Enabling the expansion of the offshore wind supply chain necessitates a series of adjustments involving both governmental and developer actions, the report noted.
To start, targets and strategies for power market infrastructure supporting offshore wind should encompass periods extending beyond 2030 in regions where such measures are not already in place.
The report suggests policymakers should also factor in implications on the supply chain when deciding whether to revisit existing contracts and when considering the imposition of a size cap to halt the turbine size competition.
Soeren Lassen, co-author and Head of Offshore Wind at Wood Mackenzie emphasized that the responsibility is not solely on governments. Developers must also explore inventive collaborations with suppliers to establish demand stability, a vital element for expanding capacity.
“The industry, particularly policymakers, should seize this opportunity to chart a more sustainable trajectory for offshore wind. This will have an impact not only on present and 2030 projects but also on the anticipated 1.4 TW offshore wind capacity projected to be connected by 2050,” Seiple said.

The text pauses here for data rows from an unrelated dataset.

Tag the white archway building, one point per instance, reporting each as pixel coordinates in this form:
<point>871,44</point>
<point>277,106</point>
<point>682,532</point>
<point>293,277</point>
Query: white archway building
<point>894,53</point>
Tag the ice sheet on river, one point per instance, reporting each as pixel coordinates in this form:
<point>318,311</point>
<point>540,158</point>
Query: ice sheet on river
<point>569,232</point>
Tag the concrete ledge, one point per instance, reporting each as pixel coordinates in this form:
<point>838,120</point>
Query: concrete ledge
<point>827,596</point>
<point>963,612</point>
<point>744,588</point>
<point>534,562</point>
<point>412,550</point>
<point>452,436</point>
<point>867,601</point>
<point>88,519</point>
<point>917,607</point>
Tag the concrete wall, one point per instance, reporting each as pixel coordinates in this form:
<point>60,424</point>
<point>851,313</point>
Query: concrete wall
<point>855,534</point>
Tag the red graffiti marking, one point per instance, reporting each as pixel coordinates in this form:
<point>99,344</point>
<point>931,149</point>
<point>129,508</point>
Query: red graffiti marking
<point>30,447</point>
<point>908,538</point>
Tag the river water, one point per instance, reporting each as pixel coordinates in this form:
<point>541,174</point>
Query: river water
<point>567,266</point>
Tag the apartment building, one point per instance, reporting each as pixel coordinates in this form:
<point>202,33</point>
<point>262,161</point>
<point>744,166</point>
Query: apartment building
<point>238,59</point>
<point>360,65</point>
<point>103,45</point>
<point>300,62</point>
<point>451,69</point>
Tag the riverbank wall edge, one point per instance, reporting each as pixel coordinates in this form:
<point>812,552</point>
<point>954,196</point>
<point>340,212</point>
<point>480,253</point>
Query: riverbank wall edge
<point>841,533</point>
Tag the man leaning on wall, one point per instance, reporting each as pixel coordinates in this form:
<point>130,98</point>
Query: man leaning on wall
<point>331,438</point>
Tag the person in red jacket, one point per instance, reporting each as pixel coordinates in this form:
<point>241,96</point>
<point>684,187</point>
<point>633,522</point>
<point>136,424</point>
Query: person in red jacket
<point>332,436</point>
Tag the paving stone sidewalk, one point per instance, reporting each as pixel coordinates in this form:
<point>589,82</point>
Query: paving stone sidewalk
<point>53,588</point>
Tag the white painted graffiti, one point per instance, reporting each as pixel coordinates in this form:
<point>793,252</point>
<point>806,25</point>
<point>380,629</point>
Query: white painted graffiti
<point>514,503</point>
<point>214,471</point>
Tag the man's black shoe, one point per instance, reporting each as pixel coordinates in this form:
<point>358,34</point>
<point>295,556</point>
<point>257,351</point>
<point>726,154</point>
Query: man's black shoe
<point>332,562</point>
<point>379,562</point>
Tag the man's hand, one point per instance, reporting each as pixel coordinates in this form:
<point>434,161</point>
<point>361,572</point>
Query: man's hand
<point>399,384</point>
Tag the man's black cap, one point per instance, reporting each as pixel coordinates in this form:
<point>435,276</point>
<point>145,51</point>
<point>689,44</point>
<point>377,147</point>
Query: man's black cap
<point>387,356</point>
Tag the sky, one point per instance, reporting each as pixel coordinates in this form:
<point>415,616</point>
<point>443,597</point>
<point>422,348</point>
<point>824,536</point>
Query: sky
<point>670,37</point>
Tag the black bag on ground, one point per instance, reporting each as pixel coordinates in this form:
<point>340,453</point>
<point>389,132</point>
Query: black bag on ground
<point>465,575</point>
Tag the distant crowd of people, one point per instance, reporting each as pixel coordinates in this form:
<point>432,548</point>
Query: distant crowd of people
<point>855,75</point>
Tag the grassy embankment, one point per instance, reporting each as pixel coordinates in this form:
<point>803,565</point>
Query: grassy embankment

According to a recent report by BloombergNEF (BNEF), the U.S. offshore wind industry is facing a host of challenges, with rising costs, permitting delays, and grid connection hurdles, all contributing to low returns for developers.
According to another report jointly published by Wood Mackenzie and the Coalition for Community Solar Access (CCSA), community solar installations in the U.S. have displayed a downward trend, with a 6% decrease reported in 2022 and a 13% decline during the first quarter of 2023.